L'article met en garde contre le fait que des méthodes comme la pilule, le dispositif intra-utérin, l'implant sous-cutané ou le patch contraceptif, bien que très efficaces pour prévenir la grossesse, ne protègent pas contre des maladies comme la chlamydia, la gonorrhée, la syphilis, le VIH ou le VPH. Seul le préservatif masculin et le préservatif féminin offrent une protection simultanée contre la grossesse et les IST lorsqu'ils sont utilisés correctement. Les maladies sexuellement transmissibles restent très présentes, pouvant provoquer des complications graves comme l'infertilité, le cancer ou des infections chroniques, et beaucoup ne présentent pas de symptômes évidents aux phases initiales.
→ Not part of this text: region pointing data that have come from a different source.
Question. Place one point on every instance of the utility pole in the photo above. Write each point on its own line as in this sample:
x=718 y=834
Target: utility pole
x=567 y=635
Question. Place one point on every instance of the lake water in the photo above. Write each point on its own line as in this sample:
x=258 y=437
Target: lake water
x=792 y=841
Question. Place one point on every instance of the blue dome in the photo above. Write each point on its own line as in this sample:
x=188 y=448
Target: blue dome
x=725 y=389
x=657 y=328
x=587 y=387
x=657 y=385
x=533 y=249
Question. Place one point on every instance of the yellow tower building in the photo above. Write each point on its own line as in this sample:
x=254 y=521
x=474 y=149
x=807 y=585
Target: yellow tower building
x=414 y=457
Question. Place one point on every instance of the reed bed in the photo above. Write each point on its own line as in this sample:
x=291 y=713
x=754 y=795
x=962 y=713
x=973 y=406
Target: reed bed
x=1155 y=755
Plusieurs facteurs sont identifiés pour cette tendance : le VIH n'est plus perçu comme une sentence de mort grâce aux progrès des traitements, l'existence de méthodes contraceptives très efficaces pour prévenir la grossesse pousse certains jeunes à considérer le préservatif comme dispensable, et l'influence des réseaux sociaux, la désinformation et la moindre fréquence des programmes d'éducation sexuelle complète contribuent à des comportements à risque.
L'auteure défend que la prévention des IST dépend non seulement de l'existence de méthodes contraceptives, mais aussi de l'information disponible et de la capacité de prendre des décisions conscientes. Les professionnels de santé recommandent la appelée « double protection », qui combine une méthode efficace contre la grossesse avec le préservatif. L'article conclut que l'augmentation des IST a un impact sur les systèmes de santé et les coûts médicaux, et que récupérer la valorisation du préservatif et promouvoir une culture de prévention sont des défis urgents, soulignant que le sexe sûr est un signe de responsabilité et de respect mutuel.